The new book* by romantic, poetic, enthusiastic, sparkling, dauntless, bubbling, impetuous, adventurous, dramatic, enthralling, etc. Playboy Richard Halliburton begins with a "Crash! The lightning in a rage split the writhing firmament from Thessaly to the Cyclades in one blazing, blinding glare. Streaks of fire burst into the inky darkness, inflaming the abyss about me and lashing at the clouds that hurtled past."

It is Jove, Author Halliburton explains, angrily tossing thunderbolts because a whimsical, gay, incorrigible, dramatic, inspired, etc. young Amercian is at the beetling, rugged, sacrosanct, fierce, rugged, granite pinnacle of Mt. Olympus and proposes to spend the night.

There follow in rapid succession the Vale of Tempe, the summit of Parnassus, scaling the Acropolis at midnight, wooing the Maidens of the Porch by Attic moonlight, swimming the Hellespont, climbing Stromboli and Vesuvius, trying to swim from whirling Charybdis to rocky Scylla, singing "Funiculi, Funicula" in the Blue Grotto to an English girl with an Alice-blue Rolls-Royce, climbing Aetna, playing Ulysses ("handsome, heaven-sent Greek") to a 65-year-old bobbed grandmother's Calypso, and reading "The Return of Ulysses" at Ithaca, having completed what was begun, a trip in the wandering wake of Ulysses doing all he did and several things besides.

The chapter containing the least Halliburton relates a visit to Rupert Brooke's grave at Skyros. Of all the Playboy's heroes, Poet Brooke seems to be the most genuine. But Poet Byron comes a close second: "Lord Byron once wrote that he would rather have swum the Hellespont than written all his poetry. So would I!"

As hundreds of thousands of U. S. clubwomen already know, Playboy Halliburton did swim the Hellespont, to catch up with Byron and Leander. And the dourest male skepticism will be disarmed by our hero's frank confessions that he took a taxi over the last seven miles of his race from Marathon to Athens in the very tracks of Pheidippides; that diving for sponges in the Gulf of Gabes gave him an earache.

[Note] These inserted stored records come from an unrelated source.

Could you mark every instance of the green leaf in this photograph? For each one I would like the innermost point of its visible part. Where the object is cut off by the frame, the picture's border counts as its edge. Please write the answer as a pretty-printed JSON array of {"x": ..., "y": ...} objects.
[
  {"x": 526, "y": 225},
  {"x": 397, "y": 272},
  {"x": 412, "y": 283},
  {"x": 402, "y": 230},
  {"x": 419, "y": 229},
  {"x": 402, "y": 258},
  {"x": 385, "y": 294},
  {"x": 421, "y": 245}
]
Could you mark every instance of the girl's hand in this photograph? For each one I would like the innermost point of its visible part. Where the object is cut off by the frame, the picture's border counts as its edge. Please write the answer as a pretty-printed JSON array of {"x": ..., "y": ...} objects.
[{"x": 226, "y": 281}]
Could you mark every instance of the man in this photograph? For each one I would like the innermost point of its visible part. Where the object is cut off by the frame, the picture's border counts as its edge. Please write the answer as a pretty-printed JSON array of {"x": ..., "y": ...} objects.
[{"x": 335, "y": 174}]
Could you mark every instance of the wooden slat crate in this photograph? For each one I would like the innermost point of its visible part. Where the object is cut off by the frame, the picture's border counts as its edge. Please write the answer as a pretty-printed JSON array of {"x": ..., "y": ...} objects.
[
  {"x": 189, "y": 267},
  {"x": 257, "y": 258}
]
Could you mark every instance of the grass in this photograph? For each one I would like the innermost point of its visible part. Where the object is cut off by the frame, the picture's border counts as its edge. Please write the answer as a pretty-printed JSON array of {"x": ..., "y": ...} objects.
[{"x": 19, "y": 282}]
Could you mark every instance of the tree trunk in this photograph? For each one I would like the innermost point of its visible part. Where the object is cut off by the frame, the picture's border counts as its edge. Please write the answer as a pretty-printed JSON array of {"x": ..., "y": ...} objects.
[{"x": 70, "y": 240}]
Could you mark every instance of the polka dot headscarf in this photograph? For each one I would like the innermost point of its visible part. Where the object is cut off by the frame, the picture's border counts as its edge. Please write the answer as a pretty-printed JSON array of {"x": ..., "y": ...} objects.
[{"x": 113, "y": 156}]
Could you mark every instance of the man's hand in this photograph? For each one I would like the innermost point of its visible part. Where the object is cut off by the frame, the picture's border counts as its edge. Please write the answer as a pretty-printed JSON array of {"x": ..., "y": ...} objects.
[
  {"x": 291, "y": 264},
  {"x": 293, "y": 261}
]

Byron would have envied Playboy Halliburton as indeed he did envy prodigious Edward John Trelawny, of whom Mr. Halliburton is a slim, blonde, unbearded re-edition. For the Trelawny love of violence--he slaughtered Malays, bashed Turks--is substituted, or at least talked a great deal about, a love of Romance--and of "good copy." Both have written with an (extravagance surpassing mere boastfulness and Playboy Halliburton, though constantly referring to himself as "such a nut" and "incorrigible" and "foolish," has the editorial wit to push a lot of his playfulness off on various traveling companions. Also, knowing his public, Author Halliburton carefully explains that whenever the companion happened to be a female they stayed at separate hotels.

The result, as in the case of Author Halliburton's The Royal Road to Romance (around the world on $40), is the biggest kind of super-romantic money's worth that "self-satisfied people, caught in the ruts of convention and responsibility," can buy anywhere currently.

The Author. Born in Tennessee, with the current century, "Dick" Halliburton romped through Princeton University more bareheaded than most, running cross-country, editing a pictorial magazine, taking astonishing vacations, by the age of 21. Then he romped around the world in tramp ship forecastles, called it The Royal Road to Romance, said he was "living poetry instead of writing it." He talks volubly, cracks many jokes, threatens to write a novel called Hell. ^

*THE GLORIOUS ADVENTURE--Richard Halliburton-- Bobbs-Merrill ($5).